Hint: Recollect the vertex formula. Express the given equation into an algebraic identity.
The vertex form is given by \[y = {(x - h)^2} + k\] , where $h$,$k$ are the vertex.

Complete step by step answer:
Let the vertex be \[\left( {h,{\text{ }}k} \right)\] .
The vertex form is given by \[y = {(x - h)^2} + k\] , where $ h$,$k$ are the vertex.
The given equation is\[y = {x^2} + 8x + 15\]
Express the quadratic equation in square notation
That is, in the form of \[{(a + b)^2}\]
\[{(a + b)^2} = {a^2} + 2ab + {b^2}\]
 Comparing with the expansion and given equation ,
\[{a^2} = {x^2}\]
\[a = x\]
\[2ab = 8x = 2(x)(4)\]
Here $b$ turns to be $4$;
By comparing the middle term, we get the value of $b$.
Hence add and subtract $16$ so as not to change the equation meaning
\[{x^2} + 8x + 15\] =\[{x^2} + 2(4)(x) + {4^2} - 16 + 15\]
Compare the equation with the standard expansion
\[{x^2} + 8x + 15\] = \[{(x + 4)^2} - 1\]

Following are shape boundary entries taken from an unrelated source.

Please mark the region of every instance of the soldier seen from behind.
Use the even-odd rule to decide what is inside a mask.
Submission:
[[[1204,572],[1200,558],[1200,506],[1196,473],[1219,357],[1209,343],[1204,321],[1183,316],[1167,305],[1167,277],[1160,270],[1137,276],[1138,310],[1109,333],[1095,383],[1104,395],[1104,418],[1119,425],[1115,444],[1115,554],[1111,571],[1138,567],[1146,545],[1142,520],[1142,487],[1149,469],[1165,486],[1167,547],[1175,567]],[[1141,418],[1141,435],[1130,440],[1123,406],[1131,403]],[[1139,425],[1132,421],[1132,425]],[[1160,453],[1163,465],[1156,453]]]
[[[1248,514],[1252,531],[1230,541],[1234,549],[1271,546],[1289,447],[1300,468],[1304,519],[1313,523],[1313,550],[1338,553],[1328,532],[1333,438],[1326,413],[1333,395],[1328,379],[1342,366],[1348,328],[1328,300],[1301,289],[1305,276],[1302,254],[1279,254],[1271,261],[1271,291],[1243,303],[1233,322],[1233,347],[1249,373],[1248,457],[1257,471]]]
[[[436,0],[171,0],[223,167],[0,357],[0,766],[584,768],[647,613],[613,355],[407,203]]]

(After combining the square term left part is \[ - 16{\text{ }} + 15{\text{ }} = {\text{ }} - 1\])
\[y = {(x + 4)^2} - 1\]
Comparing the above equation with the vertex form \[y = {(x - h)^2} + k\]
We can write \[y = {(x - ( - 4))^2} + ( - 1)\]

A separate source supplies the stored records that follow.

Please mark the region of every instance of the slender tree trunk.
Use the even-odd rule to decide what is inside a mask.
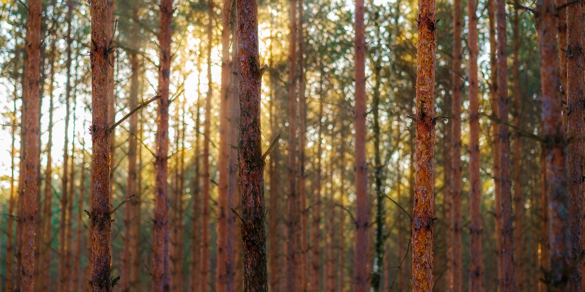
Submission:
[[[85,155],[84,151],[81,148],[81,165],[80,171],[81,172],[81,178],[80,181],[79,197],[77,199],[77,230],[75,231],[75,258],[73,264],[73,285],[74,291],[80,291],[81,287],[80,283],[83,281],[80,280],[80,263],[81,260],[81,214],[83,212],[83,197],[85,192]]]
[[[285,292],[296,289],[297,270],[295,258],[298,256],[297,224],[297,0],[290,0],[288,10],[288,159],[287,161],[288,197],[287,214],[287,272]]]
[[[208,272],[209,269],[209,127],[211,126],[211,96],[213,91],[211,87],[211,47],[213,36],[212,29],[214,14],[213,0],[208,0],[207,15],[207,96],[205,98],[205,124],[203,143],[203,204],[201,212],[201,292],[208,290]]]
[[[562,9],[565,10],[565,9]],[[583,154],[585,153],[585,96],[583,96],[583,6],[574,4],[566,8],[567,47],[560,53],[567,58],[567,132],[575,140],[567,147],[569,161],[569,217],[570,221],[572,262],[580,260],[582,250],[582,203]],[[559,36],[561,37],[560,35]],[[560,41],[560,40],[559,40]],[[562,74],[562,69],[561,73]],[[581,265],[576,264],[570,277],[571,289],[581,291]]]
[[[355,39],[355,165],[356,250],[353,284],[356,292],[366,292],[367,282],[367,163],[366,161],[366,39],[363,0],[356,1]]]
[[[501,292],[514,291],[515,288],[514,266],[514,242],[512,220],[511,183],[510,179],[510,133],[508,126],[508,51],[506,39],[506,8],[504,0],[495,0],[496,33],[498,56],[497,100],[498,125],[498,136],[500,150],[500,200],[498,208],[501,220],[502,278]]]
[[[26,115],[23,126],[26,127],[23,140],[26,145],[26,153],[20,159],[25,166],[20,169],[23,177],[22,214],[22,261],[19,277],[20,278],[20,291],[32,292],[34,285],[33,274],[35,266],[35,223],[36,220],[37,187],[37,176],[39,168],[40,141],[39,79],[40,62],[40,26],[42,7],[40,0],[28,1],[28,27],[26,29],[26,55],[25,72],[25,88],[27,94],[23,96],[23,105],[26,107]]]
[[[488,18],[490,22],[490,67],[491,68],[491,74],[490,76],[490,101],[491,106],[491,114],[495,117],[500,116],[500,111],[497,100],[497,67],[498,63],[496,60],[496,42],[495,42],[495,0],[489,0],[488,4]],[[501,181],[500,175],[500,127],[496,123],[491,123],[491,129],[493,141],[492,144],[492,154],[493,156],[494,165],[492,169],[494,175],[494,185],[495,186],[494,193],[495,196],[494,206],[500,205],[500,198],[501,197]],[[501,286],[503,281],[503,262],[502,257],[502,222],[501,222],[501,210],[499,207],[495,208],[495,238],[496,249],[497,251],[498,258],[498,281],[497,287],[499,289]]]
[[[305,176],[305,147],[307,146],[307,103],[305,96],[305,57],[304,44],[305,41],[303,30],[303,0],[297,0],[298,3],[298,195],[301,200],[301,247],[300,287],[301,292],[308,292],[308,239],[307,238],[307,221],[309,211],[307,207],[307,178]]]
[[[549,291],[567,291],[568,273],[572,267],[570,221],[567,186],[567,140],[561,117],[559,96],[558,53],[556,46],[558,33],[557,11],[552,0],[544,0],[537,6],[538,43],[540,50],[541,87],[542,89],[542,120],[548,176],[547,195],[549,206],[550,269],[546,280]],[[583,79],[578,81],[582,82]],[[573,109],[571,109],[573,110]],[[569,215],[570,216],[570,215]]]
[[[463,288],[461,224],[461,96],[462,80],[461,31],[462,8],[461,0],[455,0],[453,9],[453,94],[451,95],[451,226],[450,244],[451,267],[449,285],[453,292]]]
[[[518,63],[518,50],[519,49],[519,17],[518,9],[514,10],[512,29],[514,35],[514,126],[520,127],[520,72]],[[524,196],[520,189],[520,135],[517,133],[514,140],[514,259],[515,259],[515,277],[516,290],[524,292],[526,287],[526,269],[524,267],[524,255],[525,244],[524,237]]]
[[[419,0],[415,140],[415,204],[412,220],[412,291],[432,287],[433,218],[435,217],[435,1]]]
[[[242,193],[242,241],[244,292],[268,290],[266,270],[264,165],[260,131],[260,71],[258,4],[240,0],[236,5],[240,142],[238,164]]]
[[[199,69],[199,62],[197,62],[197,68]],[[198,82],[197,82],[197,112],[195,113],[195,176],[193,178],[193,221],[191,223],[191,292],[197,292],[199,291],[199,281],[201,281],[200,270],[200,255],[201,251],[200,238],[201,234],[201,221],[199,221],[199,215],[201,215],[201,200],[199,200],[199,179],[201,171],[201,151],[199,144],[201,138],[199,134],[199,129],[201,127],[201,120],[199,119],[199,113],[201,105],[201,95],[199,92],[199,85],[201,84],[201,72],[198,74]]]
[[[542,145],[541,145],[542,147]],[[549,245],[549,210],[548,210],[548,197],[547,196],[547,173],[546,173],[546,155],[545,153],[544,148],[542,148],[541,153],[541,217],[542,218],[542,224],[541,227],[541,260],[539,263],[539,267],[542,269],[543,273],[541,274],[542,279],[546,277],[546,271],[549,269],[549,251],[550,245]],[[539,282],[540,292],[546,292],[548,291],[546,285],[542,282]]]
[[[467,0],[469,59],[469,291],[483,292],[481,237],[481,182],[479,145],[479,85],[477,82],[477,1]]]
[[[232,61],[230,60],[229,47],[232,30],[232,5],[230,0],[223,1],[222,10],[222,64],[221,92],[219,119],[219,176],[218,183],[218,232],[217,232],[217,272],[216,272],[215,290],[218,292],[233,291],[233,243],[228,238],[232,234],[228,232],[228,226],[233,226],[233,221],[228,217],[232,214],[229,208],[233,206],[233,189],[229,189],[231,166],[229,144],[231,141],[232,117],[230,115],[230,102],[233,99],[230,91]],[[235,176],[233,176],[235,178]],[[230,191],[232,193],[230,193]],[[231,243],[231,244],[229,244]]]
[[[69,164],[69,116],[70,114],[70,99],[71,98],[71,92],[72,90],[71,86],[71,46],[73,39],[71,36],[71,30],[73,27],[71,25],[71,19],[73,18],[73,5],[71,1],[67,1],[67,12],[66,14],[66,22],[67,23],[67,47],[66,50],[67,55],[67,61],[66,67],[67,67],[67,80],[65,89],[65,102],[66,102],[66,115],[65,115],[65,145],[63,146],[63,175],[61,176],[61,221],[59,225],[59,291],[68,291],[68,274],[67,273],[67,267],[69,262],[67,260],[67,251],[68,249],[67,246],[67,210],[68,210],[68,204],[69,204],[69,194],[67,190],[68,178],[68,164]],[[109,159],[109,158],[108,158]]]
[[[323,148],[322,139],[323,135],[323,123],[321,122],[323,119],[323,103],[325,98],[325,93],[322,89],[323,78],[324,72],[321,70],[321,81],[319,82],[319,115],[317,124],[319,126],[319,135],[317,139],[317,153],[315,155],[317,159],[315,159],[316,164],[315,180],[315,197],[313,199],[312,204],[314,206],[312,213],[312,224],[311,228],[311,276],[309,278],[310,283],[309,289],[311,291],[318,291],[319,290],[319,270],[321,267],[321,156],[322,155]]]
[[[153,230],[152,273],[153,291],[169,291],[168,269],[168,83],[171,70],[171,37],[173,34],[173,0],[161,0],[159,25],[160,46],[159,68],[159,123],[154,164],[154,214]]]
[[[105,0],[91,5],[91,38],[94,44],[91,60],[91,286],[93,292],[109,292],[112,288],[111,216],[110,213],[110,133],[107,88],[108,7]]]
[[[51,211],[51,200],[53,200],[53,167],[51,149],[53,147],[53,92],[54,90],[55,76],[55,52],[56,50],[56,39],[51,42],[51,53],[49,56],[49,62],[51,64],[50,82],[49,85],[49,141],[47,142],[47,168],[44,175],[44,202],[43,213],[44,215],[44,230],[42,234],[44,236],[44,246],[42,247],[41,260],[39,265],[44,267],[42,280],[41,291],[49,291],[49,274],[51,267],[50,245],[51,245],[51,227],[53,212]],[[7,246],[8,248],[8,245]]]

Hence we can write \[h{\text{ }} = {\text{ }} - 4\] and \[k{\text{ }} = {\text{ }} - 1\]
The vertex form is \[y = {(x + 4)^2} - 1\]

Additional information: The vertex form of a parabola's equation is generally expressed as: $y = a{(x - h)^2} + k$ . \[\left( {h,{\text{ }}k} \right)\]is the vertex. If$a$ is positive then the parabola opens upwards like a regular "U". If$a$is negative, then the graph opens downwards like an upside down "U".
You can draw the parabola and show vertex to attract the examiner.

Note: As all terms are positive in the given equation we are expressing as \[{\left( {a{\text{ }} + {\text{ }}b} \right)^2}\] notation. If the middle term is negative then express as\[{\left( {a{\text{ }} + {\text{ }}b} \right)^2}\].
When you are adding a term to the equation you must subtract it also, that keeps the equation unchanged.